People are getting tired of revelations about fake academic degrees of artists and celebrities. Lately the revelations have focused on pop culture celebrities, particularly those who have achieved their popularity through an intelligent image. It is shocking to see how much Koreans worship academic degrees and the individual moral hazard that this creates, especially for aspiring celebrities.
Those who pretended to be alumni of universities from which they did not graduate received more criticism than others. They delivered lectures to students at their fake alma maters and some of were even awarded alumni honors. The relevant universities are bound to be questioned about their moral integrity in such cases, since they are likely to have ignored doubts about the genuineness of such people’s degrees. The universities might have turned a blind eye to the fakes in exchange for celebrity endorsements.
Celebrity marketing of universities has become intense. Almost all universities publish promotional booklets and produce commercials using celebrity alumni and appoint stars as their ambassadors. In events that test the power of each university, celebrities are also welcomed. During the admissions season, a battle royal occurs between the universities to attract stars and lure freshmen. Although stars are unlikely to be hardworking students because of their busy schedules, the schools want some of a celebrity’s popularity to rub off on them.
The fever for celebrity marketing is not confined to local colleges, middle- and lower-grade universities or newly established institutions where marketing is critical for survival.
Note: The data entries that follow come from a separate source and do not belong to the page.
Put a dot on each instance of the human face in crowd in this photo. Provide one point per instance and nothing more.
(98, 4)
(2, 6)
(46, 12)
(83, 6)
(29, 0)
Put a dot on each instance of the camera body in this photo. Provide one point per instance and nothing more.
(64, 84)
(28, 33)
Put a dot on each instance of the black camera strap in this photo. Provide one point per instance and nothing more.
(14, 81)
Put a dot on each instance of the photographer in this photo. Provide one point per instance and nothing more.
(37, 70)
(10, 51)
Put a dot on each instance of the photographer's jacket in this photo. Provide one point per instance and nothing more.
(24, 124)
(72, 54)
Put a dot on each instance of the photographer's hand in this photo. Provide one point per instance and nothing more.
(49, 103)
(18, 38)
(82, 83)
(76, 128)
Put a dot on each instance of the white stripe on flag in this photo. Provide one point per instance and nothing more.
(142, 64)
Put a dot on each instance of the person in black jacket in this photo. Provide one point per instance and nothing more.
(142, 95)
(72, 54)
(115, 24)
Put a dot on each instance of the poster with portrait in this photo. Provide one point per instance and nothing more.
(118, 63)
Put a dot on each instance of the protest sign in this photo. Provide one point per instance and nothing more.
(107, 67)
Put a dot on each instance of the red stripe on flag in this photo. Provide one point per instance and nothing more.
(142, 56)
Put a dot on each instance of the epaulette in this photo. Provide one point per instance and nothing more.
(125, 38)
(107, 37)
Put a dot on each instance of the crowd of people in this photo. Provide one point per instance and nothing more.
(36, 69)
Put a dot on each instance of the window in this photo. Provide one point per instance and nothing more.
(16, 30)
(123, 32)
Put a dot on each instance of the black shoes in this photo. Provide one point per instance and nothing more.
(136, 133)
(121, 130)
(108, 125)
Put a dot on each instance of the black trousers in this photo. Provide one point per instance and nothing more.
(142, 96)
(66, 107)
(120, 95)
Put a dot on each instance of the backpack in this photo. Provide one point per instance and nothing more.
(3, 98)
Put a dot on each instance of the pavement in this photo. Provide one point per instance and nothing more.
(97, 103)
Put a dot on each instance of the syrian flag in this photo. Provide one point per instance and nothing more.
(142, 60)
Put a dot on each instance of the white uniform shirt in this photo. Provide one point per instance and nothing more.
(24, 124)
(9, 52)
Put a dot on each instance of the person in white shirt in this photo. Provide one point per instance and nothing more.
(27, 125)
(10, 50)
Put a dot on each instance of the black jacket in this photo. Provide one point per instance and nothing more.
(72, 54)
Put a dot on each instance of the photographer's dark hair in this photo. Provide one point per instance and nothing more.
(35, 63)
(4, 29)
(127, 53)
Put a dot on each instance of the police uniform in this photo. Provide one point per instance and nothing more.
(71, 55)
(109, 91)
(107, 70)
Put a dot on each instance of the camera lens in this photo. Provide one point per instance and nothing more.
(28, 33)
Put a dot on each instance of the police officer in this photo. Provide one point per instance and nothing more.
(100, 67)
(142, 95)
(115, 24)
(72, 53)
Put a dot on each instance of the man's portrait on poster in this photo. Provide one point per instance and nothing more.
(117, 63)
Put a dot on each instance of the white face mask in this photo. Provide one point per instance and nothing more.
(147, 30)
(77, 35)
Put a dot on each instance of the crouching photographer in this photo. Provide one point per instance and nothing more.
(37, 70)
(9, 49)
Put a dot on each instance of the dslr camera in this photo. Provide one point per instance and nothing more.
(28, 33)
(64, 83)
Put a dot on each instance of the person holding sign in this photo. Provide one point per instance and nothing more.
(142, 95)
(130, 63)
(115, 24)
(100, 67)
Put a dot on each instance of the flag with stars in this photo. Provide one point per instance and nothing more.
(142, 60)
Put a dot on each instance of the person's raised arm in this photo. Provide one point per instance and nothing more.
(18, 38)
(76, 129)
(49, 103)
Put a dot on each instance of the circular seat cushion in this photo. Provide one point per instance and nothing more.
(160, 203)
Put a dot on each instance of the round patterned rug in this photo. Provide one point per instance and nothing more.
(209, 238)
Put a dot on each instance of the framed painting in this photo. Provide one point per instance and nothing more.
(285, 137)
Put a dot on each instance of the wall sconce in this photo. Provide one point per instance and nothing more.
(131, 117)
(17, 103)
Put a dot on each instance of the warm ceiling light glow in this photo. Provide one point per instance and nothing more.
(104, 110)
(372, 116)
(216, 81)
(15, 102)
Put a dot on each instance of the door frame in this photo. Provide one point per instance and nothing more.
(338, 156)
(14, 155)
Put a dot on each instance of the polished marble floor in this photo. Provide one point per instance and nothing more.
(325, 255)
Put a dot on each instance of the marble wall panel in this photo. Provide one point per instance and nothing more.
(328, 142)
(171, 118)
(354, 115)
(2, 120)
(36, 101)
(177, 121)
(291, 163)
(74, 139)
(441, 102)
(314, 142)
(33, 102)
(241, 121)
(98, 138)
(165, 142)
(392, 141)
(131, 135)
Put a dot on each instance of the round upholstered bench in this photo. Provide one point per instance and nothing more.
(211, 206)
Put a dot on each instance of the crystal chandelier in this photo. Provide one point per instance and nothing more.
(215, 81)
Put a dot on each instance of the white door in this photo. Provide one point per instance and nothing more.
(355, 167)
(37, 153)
Even prestigious universities strive to host celebrity alumni, offering special graduate programs. Those schools then introduce the pop culture stars to their alumni networks.
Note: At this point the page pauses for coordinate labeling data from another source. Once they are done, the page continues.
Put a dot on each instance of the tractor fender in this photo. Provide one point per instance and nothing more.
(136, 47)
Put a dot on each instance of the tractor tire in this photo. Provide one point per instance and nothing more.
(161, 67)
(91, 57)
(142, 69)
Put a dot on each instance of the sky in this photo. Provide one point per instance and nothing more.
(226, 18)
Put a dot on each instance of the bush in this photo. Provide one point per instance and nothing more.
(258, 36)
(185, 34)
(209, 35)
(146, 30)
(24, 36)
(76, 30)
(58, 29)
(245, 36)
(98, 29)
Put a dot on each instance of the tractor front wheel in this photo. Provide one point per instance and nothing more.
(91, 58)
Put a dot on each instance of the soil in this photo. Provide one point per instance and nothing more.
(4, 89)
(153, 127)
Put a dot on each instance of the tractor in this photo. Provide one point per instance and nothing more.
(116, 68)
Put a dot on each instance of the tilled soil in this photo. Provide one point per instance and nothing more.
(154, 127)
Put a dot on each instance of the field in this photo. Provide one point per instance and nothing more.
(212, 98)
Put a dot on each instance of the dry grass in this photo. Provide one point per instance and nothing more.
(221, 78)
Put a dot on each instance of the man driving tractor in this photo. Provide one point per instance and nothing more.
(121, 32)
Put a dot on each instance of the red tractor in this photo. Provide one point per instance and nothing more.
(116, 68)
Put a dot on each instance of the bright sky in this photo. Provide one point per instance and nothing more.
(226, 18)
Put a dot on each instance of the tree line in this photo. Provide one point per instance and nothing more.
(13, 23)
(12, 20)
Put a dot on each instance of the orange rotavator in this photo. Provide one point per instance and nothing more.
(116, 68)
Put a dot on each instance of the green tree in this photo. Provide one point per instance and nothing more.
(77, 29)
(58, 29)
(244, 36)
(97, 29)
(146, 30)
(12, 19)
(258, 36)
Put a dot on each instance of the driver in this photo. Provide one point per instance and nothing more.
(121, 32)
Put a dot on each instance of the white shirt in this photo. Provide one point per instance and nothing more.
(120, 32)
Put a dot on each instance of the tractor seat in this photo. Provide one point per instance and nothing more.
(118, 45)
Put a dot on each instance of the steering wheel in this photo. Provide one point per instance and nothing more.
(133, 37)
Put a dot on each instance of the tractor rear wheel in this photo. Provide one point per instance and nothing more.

A professor of film studies says the reality of our universities, which are increasingly marginalized, lies behind the recent fake degree scandals. Already the supply of academic institutions has exceeded demand and competition is getting fierce, while commercial awareness of universities is more valued than academic achievement. Thus universities want to promote prospective students’ awareness of their names even if that means hiring fake graduates and, to get more freshmen, they employ celebrities as professors after assessing their ability to make money. Hiring celebrities as professors is fine if they have the necessary credentials. Yet the core of the problem hinges on whether star marketing of universities ends up destroying the academies’ reputation.

*The writer is a deputy culture and sports editor of the JoongAng Ilbo.